# Setup

In [None]:
import os
import numpy as np
import pandas as pd

import plotly.express as px

In [None]:
DOWNLOADED_SUMMARY = '../../data/metadata/filtered_downloaded_species_summary.csv'
DOWNLOADED_METADATA = '../../data/metadata/filtered_downloaded_species_metadata.csv'

In [None]:
downloaded_summary = pd.read_csv(DOWNLOADED_SUMMARY, index_col=0, dtype='object')
downloaded_metadata = pd.read_csv(DOWNLOADED_METADATA, index_col=0, dtype='object')

display(
    downloaded_summary.shape,
    downloaded_summary.head()
)

# De-duplicate entries

## Ensure `biosample_accession` is unique & drop duplicates

In [None]:
downloaded_metadata = downloaded_metadata.drop_duplicates(subset=['biosample_accession'])

display(
    downloaded_metadata.shape,
    downloaded_metadata.head()
)

## Ensure `assembly_accession` is unique

In [None]:
## Skippeing this step because many strains do not have an assembly accession

In [None]:
# downloaded_metadata = downloaded_metadata.drop_duplicates(subset=['assembly_accession'])

# display(
#     downloaded_metadata.shape,
#     downloaded_metadata.head()
# )

## (Optional) Go through and remove any empty or mostly empty columns

In [None]:
mostly_empty_cols = pd.DataFrame(index=downloaded_metadata.columns, columns=['num_NA'])

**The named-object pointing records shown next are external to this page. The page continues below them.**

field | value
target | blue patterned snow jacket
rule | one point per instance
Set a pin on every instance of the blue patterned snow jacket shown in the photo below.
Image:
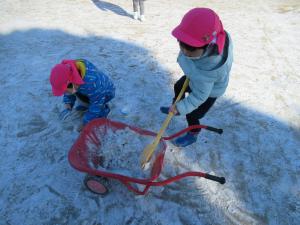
(98, 88)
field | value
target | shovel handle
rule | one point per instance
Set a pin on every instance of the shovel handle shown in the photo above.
(148, 152)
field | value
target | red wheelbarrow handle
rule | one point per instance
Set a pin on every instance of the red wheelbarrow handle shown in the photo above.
(217, 130)
(221, 180)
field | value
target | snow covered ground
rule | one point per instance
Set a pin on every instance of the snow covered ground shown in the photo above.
(258, 153)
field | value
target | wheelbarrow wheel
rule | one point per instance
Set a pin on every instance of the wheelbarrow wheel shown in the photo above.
(96, 184)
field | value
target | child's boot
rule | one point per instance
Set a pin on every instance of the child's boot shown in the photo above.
(165, 110)
(135, 15)
(81, 108)
(142, 18)
(188, 139)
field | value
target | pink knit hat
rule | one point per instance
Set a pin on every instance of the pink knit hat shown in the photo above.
(199, 27)
(62, 74)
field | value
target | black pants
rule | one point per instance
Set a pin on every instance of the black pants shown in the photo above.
(194, 116)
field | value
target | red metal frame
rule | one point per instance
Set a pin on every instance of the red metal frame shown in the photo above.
(78, 155)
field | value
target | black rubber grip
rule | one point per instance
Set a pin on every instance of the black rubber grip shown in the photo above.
(219, 131)
(221, 180)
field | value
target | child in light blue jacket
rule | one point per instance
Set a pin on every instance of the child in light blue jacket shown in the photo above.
(206, 59)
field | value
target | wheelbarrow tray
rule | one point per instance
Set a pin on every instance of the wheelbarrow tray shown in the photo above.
(79, 156)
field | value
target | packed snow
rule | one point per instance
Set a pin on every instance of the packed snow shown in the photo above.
(258, 153)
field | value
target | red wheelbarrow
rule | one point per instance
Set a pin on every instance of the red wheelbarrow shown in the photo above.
(97, 180)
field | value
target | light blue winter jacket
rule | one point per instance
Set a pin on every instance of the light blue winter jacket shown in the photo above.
(208, 76)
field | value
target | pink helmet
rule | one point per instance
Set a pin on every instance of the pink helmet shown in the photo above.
(62, 74)
(199, 27)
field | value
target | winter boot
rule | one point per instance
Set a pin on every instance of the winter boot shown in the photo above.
(81, 108)
(164, 110)
(188, 139)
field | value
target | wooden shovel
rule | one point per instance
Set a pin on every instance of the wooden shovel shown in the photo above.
(149, 150)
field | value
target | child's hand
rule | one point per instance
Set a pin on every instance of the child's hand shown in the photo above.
(65, 114)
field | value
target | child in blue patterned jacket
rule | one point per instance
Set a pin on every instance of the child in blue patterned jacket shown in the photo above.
(80, 79)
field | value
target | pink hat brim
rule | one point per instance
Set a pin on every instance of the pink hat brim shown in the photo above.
(58, 92)
(179, 35)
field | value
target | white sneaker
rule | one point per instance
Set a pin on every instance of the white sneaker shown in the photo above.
(142, 18)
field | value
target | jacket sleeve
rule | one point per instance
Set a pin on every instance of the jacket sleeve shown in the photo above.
(195, 98)
(69, 99)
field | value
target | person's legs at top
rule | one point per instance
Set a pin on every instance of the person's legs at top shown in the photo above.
(142, 10)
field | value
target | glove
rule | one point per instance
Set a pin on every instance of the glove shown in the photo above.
(65, 114)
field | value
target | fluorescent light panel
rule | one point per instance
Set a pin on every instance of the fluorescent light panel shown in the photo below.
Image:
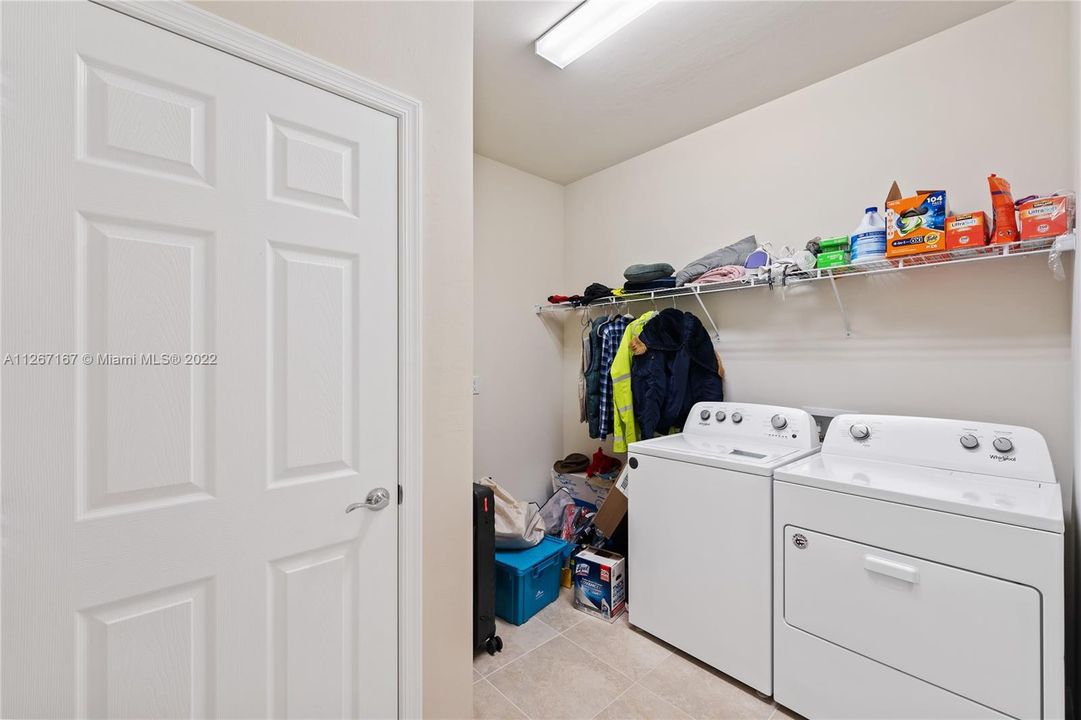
(586, 27)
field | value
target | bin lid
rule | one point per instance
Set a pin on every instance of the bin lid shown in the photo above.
(523, 560)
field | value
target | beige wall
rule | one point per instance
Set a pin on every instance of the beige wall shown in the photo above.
(518, 261)
(987, 342)
(423, 50)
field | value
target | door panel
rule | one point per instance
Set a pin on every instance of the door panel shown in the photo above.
(175, 543)
(970, 634)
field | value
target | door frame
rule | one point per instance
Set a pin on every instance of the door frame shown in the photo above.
(207, 28)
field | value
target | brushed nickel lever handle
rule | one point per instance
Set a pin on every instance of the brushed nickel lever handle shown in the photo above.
(376, 500)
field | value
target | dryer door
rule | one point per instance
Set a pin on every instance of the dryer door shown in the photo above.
(970, 634)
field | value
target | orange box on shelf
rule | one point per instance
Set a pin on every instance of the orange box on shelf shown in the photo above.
(1045, 217)
(917, 224)
(968, 230)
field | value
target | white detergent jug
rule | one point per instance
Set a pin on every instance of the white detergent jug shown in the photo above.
(867, 242)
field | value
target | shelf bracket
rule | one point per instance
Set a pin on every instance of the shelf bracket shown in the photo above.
(840, 306)
(697, 296)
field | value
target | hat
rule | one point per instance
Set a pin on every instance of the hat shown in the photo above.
(603, 465)
(573, 463)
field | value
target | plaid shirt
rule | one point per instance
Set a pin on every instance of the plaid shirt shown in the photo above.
(611, 336)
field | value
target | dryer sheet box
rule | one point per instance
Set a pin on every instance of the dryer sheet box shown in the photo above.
(600, 583)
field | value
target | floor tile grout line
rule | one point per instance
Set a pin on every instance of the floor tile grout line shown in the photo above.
(615, 668)
(626, 690)
(601, 660)
(491, 672)
(509, 663)
(504, 696)
(665, 700)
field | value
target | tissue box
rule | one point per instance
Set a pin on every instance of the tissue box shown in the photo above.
(600, 583)
(916, 225)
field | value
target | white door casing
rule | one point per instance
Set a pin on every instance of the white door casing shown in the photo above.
(174, 537)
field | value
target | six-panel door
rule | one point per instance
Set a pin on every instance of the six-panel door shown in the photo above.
(215, 247)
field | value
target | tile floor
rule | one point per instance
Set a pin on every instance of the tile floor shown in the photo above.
(564, 664)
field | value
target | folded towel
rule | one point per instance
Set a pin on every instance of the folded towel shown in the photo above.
(646, 272)
(663, 283)
(723, 274)
(734, 254)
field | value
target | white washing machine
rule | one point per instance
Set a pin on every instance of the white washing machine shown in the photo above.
(699, 533)
(919, 572)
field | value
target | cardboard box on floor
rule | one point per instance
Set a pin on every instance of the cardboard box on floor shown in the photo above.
(614, 507)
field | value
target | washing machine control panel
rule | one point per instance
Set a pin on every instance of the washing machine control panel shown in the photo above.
(730, 423)
(961, 445)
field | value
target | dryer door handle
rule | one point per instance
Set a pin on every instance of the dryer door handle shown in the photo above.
(897, 570)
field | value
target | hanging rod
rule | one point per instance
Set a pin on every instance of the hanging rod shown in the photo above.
(1042, 245)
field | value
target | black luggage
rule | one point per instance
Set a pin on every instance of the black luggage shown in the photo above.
(484, 571)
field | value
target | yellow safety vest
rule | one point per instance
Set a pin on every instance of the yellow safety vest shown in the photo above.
(624, 429)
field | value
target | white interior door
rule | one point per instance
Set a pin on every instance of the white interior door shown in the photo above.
(174, 536)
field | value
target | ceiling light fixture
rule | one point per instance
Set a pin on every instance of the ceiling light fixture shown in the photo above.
(586, 27)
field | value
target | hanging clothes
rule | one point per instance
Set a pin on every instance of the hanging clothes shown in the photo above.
(678, 369)
(611, 335)
(592, 377)
(586, 359)
(625, 430)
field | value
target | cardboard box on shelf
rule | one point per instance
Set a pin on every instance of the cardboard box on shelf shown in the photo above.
(968, 230)
(916, 224)
(585, 491)
(600, 583)
(831, 258)
(1045, 217)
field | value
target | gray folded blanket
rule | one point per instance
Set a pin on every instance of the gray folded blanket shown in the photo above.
(648, 272)
(734, 254)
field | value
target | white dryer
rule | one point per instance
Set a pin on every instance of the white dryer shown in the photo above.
(919, 572)
(699, 533)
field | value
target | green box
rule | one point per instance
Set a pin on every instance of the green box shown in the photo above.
(833, 258)
(830, 244)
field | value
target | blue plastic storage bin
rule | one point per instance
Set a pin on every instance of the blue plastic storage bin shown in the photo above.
(526, 581)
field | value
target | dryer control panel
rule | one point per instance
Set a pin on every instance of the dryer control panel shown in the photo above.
(1005, 451)
(735, 424)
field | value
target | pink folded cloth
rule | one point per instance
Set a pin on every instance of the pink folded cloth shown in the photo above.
(723, 274)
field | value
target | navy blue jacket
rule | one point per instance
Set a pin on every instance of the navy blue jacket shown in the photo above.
(678, 370)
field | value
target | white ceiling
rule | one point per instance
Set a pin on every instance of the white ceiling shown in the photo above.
(678, 68)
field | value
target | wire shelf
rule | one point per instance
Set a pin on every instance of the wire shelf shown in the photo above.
(795, 276)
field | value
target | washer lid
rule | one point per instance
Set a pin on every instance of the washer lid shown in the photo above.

for col in downloaded_metadata.columns:
    mostly_empty_cols.at[col, 'num_NA'] = downloaded_metadata[col].isna().sum()


# Drop anything for which over 50% of the metadata entries are N/A
px.histogram(mostly_empty_cols, x='num_NA', nbins=100)

In [None]:
cutoff_cols_NA =  downloaded_metadata.shape[0]/2
cond = mostly_empty_cols.num_NA < cutoff_cols_NA

mostly_full_cols = mostly_empty_cols[cond]
mostly_full_cols.loc['plasmids', 'num_NA'] = mostly_empty_cols.loc['plasmids', 'num_NA']

mostly_full_cols

In [None]:
scrubbed_metadata = downloaded_metadata[mostly_full_cols.index]
scrubbed_metadata

## (Optional) Clean comments, hyphens, etc. in metadata

In [None]:
# Go through these columns and make sure they have relevant info
# If they don't, feel free to drop the columns
scrubbed_metadata.columns

### `mlst` column should be removed if it still exists

In [None]:
# We will run MLST seperately, so its worth dropping this column
scrubbed_metadata['mlst'].value_counts()

In [None]:
scrubbed_metadata = scrubbed_metadata.drop(columns=['mlst'])

# Save cleaned summary & metadata files

In [None]:
filepath = DOWNLOADED_METADATA.split('filtered_downloaded_species_metadata')[0]
filepath = os.path.join(filepath, 'scrubbed_species_metadata.csv')

filepath

In [None]:
scrubbed_metadata.to_csv(filepath)

In [None]:
scrubbed_summary = downloaded_summary.loc[scrubbed_metadata.index]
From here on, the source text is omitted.